When someone approaches you with a question about cameras, you’re ready to lead them in the right direction for what products will work for their needs. And they’re ready to take your advice, and go buy those products.
Why is that?
According to a recent expert panel, it’s because you have knowledge and experience related to those products.
We surveyed more than 1,000 industry professionals on their recommendation behavior: where recommendations happen, why they occur, how often and with whom. The responses provide important insights to brands looking to reach consumers on a more trusted level.
This panel of ExpertVoice members — people we refer to as experts — range from knowledgeable retail sales associates to experienced pros. And in an average week, more than half of them are making product recommendations 11-20 times per week. In fact, 24% of respondents give more than 30 product recommendations every single week.
Where are they doing it? Most recommendations happen in a retail setting or at the location where an activity takes place — like on the trail, at a gym or on the slopes.
Since most experts are recommending products either at work or while participating in an activity like running or wakeboarding, let’s examine some of the finer details behind those recommendations.
What inspires a recommendation
Experts learn about products in multiple ways: reading about them, watching product videos, working in a retail store, or even from a mentor. In an overwhelming majority, 92% of experts state that having experience with products furthers their education.
Before making recommendations, experts say there a few things that must be in place. Knowledge and personal experience with the product are paramount, and knowledge of the brand and its category are also important. Interestingly enough, fewer than half of experts feel a brand’s reputation is important in recommending a product, leading us to believe that while people can develop loyalty to a brand, when it comes to helping someone find the right item for their needs, the specific product is more important than the brand name associated.
Back to photography: Let’s consider why you would make a recommendation. Perhaps you asked a pro photographer friend which tripod has served her well during her travels. Then you decided to test it for yourself and take it on a family vacation. Maybe you shared your thoughts with friend about to take a trip, or loved it so much you mentioned your new favorite travel tripod in an Instagram post.
According to the surveyed experts, the most important factor in likelihood to recommend a product is having a positive experience using the product.
Finally, we asked the panel about their motivation behind giving a recommendation.

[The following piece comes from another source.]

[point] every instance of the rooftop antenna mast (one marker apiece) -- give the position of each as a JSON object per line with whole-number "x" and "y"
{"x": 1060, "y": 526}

It might be easy to assume that financial incentive is the strongest motivation, but the panel reveals a different story. When asked what the best reward for providing a recommendation is, 52% of respondents state that it’s sharing their passion and expertise with others, and 35% state that it’s learning the recipient (who received a recommendation, and eventually purchased) used and loved the product. And even though 60% of respondents work in retail, only 1% claim that a commission was the best reward.
What this means for brands
There are people out there giving recommendations every week (many of them in excess of 30 recommendations every single week) — people whose recommendations drive consumers to make a purchase. As evidenced by the panel’s responses, experience and knowledge about a product or brand are critical to an expert, and the brands who take the opportunity to influence a consumer’s purchase through educated consideration not only sell more product. They develop loyal customers who in turn become educated recommenders.